Seorang anak kadang melakukan tindakan yang tidak diharapkan karena dia ingin mencari perhatian. Sikap ini sangat wajar muncul pada diri seorang anak karena sebagai mahluk sosial anak tentunya inginditerima oleh lingkungannya. Keberadaan dia juga ingin ditunjukkan kepada orang disekitarnya.

2. Menunjukkan kekuatan.

Seorang anak kadang juga ingin menunjukkan pada lingkungannya bahwa dia memiliki kekuatan atau kelebihan dibanding yang lain. Sifat ini  tentu tidak salah tetapi perlu diperhatikan dan diarahkan sehingga tidak mengarah kepada hal-hal yang tidak diharapkan.

3. Melakukan balas dendam Tindakan atau perlakuan yang buruk pada anak bisa mengakibatkan adanya tindakan balas dendam. Hal ini sangat wajar karena setiap orang pasti ingin diperlakukan secara adil. Demikian pula dengan anak-anak. Perlakuan yang tidak adil akan mengakibatkan anak mencoba untuk melakukan tindakan penyeimbangan. Tindakan itu secara konkrit dan logis bisa dilakukan dengan balas dendam.

4. Frustasi

Anak yang tidak bisa memperoleh hasil yang dia harapkan bisa saja frustasi. Frustasi kadang juga bisa dipicu oleh tuntutan orang tua terhadap anak yang sangat membebani pikirannya. Pada kondisi dimana dia tidak mampu lagi menerima kondisi tersebut anak bisa melakukan tindakan yang tidak diharapkan sebagai kompensasi dari rasa frustasi.


Tonton Juga Video Inspirasi: Kebutuhan Dasar Manusia

Cara Menangani Siswa Bermasalah

Beberapa cara menangani siswa bermasalah ini antara lain adalah:

1.  Menyelesaikan (Mengajak anak ikut menyelesaikan/memecahkan masalahnya)
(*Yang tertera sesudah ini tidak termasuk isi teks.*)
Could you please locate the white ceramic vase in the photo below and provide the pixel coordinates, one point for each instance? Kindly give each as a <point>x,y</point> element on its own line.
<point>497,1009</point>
2.    Mengabaikan (abaikan ketika berbuat nakal dan beri perhatian penuh bila berbuat baik)

3.    Tegas (dengan tetap ramah kepada anak tunjukkan bahwa apa yang dia lakukan adalah salah dan tidak boleh diulangi lagi)

4.    Tetap kendalikan situasi (kendalikan situasi dan kendalikan diri sebelum semua terlanjur diluar kendali)
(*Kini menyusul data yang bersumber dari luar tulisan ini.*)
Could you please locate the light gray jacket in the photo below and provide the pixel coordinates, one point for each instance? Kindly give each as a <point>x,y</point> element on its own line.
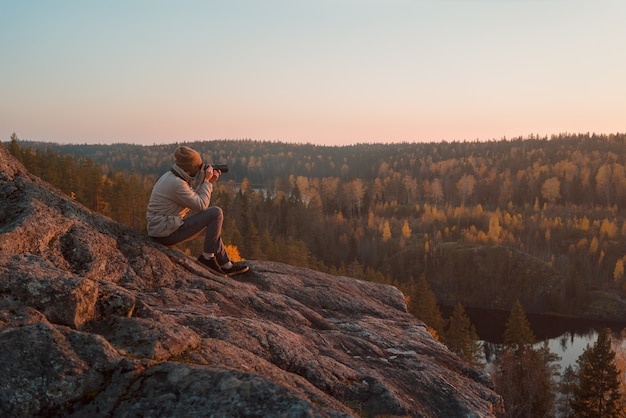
<point>172,198</point>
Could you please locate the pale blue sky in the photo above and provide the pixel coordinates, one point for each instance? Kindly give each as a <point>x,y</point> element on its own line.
<point>318,71</point>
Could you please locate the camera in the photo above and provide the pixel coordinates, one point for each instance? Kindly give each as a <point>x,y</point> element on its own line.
<point>223,168</point>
5.   Pemisahan (bila anak bertengkar ada baiknya dipisahkan dulu untuk beberapa waktu)

6.   Memberi dorongan dan sanjungan (bila anak bersikap baik, berikan sanjungan dan dorongan).

Metode Disiplin Positif Sesuai Usia

Usia yang berbeda tentu memiliki karakteristik yang berbeda. Metode yang berbedapun perlu diberikan. Metode yang digunakan untuk membentuk disiplin di usia 1-5 tahun tentu akan sangat berbeda dibandingkan dengan metode yang digunakan untuk membentuk disiplin anak pada usia 12-18 tahun.

Berdasarkan grafik diatas perlu metode disiplin yang berbeda digunakan untuk berbagai kelompok umur anak. Beberapa metode tersebut antara lain:

1. Mengalihkan Perhatian Anak. Bantuan mengalihkan  ke kegiatan lain atau mainan lain bisa dilakukan. Hal ini memungkinkan anak untuk menjauh dari apa yang mereka tidak boleh bermain dan tetap memberi mereka sesuatu untuk dilakukan.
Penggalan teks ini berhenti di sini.